Koronet Pizza:[ul][li]1 Food protection certificate not held by supervisor of food operations.[]2 Canned food product observed swollen, leaking, rusted, or severely dented.[]3 Vermin or other live animal present in food storage, preparation or service area[/ul]Columbus Pizza:[ul][]1 Cold food held above 45°F (smoked fish above 38°F) except during necessary preparation.[/li][]2 Vermin or other live animal present in food storage, preparation or service area.[/ul]Look, Maeglin, I thought you had good taste…

Maeglin:

I use to live on 106 and Columbus, I went to those places and wasn’t really impressed by any of those places. I would give them a satisfactory at best.

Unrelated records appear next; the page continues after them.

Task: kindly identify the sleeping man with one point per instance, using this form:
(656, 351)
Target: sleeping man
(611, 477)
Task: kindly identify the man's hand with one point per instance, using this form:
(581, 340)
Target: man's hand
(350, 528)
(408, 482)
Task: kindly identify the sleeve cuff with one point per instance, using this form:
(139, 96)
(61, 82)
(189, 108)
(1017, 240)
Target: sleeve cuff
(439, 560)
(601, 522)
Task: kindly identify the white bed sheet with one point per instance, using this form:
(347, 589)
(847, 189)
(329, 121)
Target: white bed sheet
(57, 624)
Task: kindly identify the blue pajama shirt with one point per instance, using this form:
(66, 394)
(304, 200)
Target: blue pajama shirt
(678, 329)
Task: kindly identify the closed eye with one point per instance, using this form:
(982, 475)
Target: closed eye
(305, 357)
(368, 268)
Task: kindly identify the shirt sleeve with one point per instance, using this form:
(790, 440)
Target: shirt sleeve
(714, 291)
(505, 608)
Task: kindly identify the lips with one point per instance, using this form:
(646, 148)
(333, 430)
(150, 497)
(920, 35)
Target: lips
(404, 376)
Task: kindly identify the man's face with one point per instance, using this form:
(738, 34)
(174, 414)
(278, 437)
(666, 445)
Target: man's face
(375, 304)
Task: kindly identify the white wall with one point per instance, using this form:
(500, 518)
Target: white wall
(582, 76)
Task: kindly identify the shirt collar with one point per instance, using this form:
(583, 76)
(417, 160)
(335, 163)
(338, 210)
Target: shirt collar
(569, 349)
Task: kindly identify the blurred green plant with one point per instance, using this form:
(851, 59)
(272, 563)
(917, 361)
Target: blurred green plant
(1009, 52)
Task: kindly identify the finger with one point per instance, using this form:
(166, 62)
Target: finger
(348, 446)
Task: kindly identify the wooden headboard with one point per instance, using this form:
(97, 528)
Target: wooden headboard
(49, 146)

Oh, and Hip is a state of mind, not a place. :cool:

Seriously? How long ago? And you only find V&T to be satisfactory? I confess I’m pretty shocked.

I looked 'em up last week, so it’s no surprise. Hell, I even posted my shock that one of my favorite neighborhood places is cross-contaminated. But those who live in NYC build up certain, er, resistances.

MR

A word of advice from a New York native who moved out in 1986:

With VERY rare exceptions, there is no longer any quality pizza in Manhattan. The best pizza is usually to be found in small, local, family-owned joints, and pizza parlors like that are a dying breed in Manhattan. Real estate is just too expensive. Hence, increasingly, the pizza places you see in Manhattan are part of well-financed chains.

Visit an assortment of local joints in any heavily Italian neighborhood in Queens, Brooklyn or the Bronx. You’ll find a plethora of great pizzerias, each with its own unique qualities.

Excellent:
V&T
John’s on Bleecker St.
Carmine’s & Sal’s at Bway and 102.
Grimaldi’s

Sadly, Ray’s on 6th Ave & 11th is gone. Oh, it’s physically still there, but the pizza they serve is not the sublime stuff you may remember. Don’t know if it changed ownership or what but it went downhill sometime in the late '90’s.

I agree with those who say that in general pizza has gone downhill in NYC. When I was a kid, the corner pizza store was run by Italians who sang Italian songs while they twirled pizza over their heads. This is a vanishing breed.

The one at NYU’s Campus Eatery. Yum.

Thats easy

What’s the best pizza in NYC?
Why its a pizza eaten…surrounded by NYC

Sorta lies in the same realm of how good hot dogs taste with a Baseball field surrounding them.

How many times do I have to tell you people-Religious threads belong in Great Debates!

I must not be paying enough attention…I haven’t noticed the island flooded by Pizza Huts and Dominos and Godfathers and whatever. I doubt if Mnahattanites would put up with that sort of crap in their neighborhoods. Or maybe it IS happening, and I’m not caring, because I ignore/avoid those joints like the plague.

…I always liked Ben’s of SoHo, down on the corner of Thompson and Spring Streets. Tontonno’s, in Coney Island, is great for a brick-oven pie with fresh mozzerella and sausage (and didn’t they expand to a new location on the Upper East Side of Manhattan?), but Ben’s for the classic slice.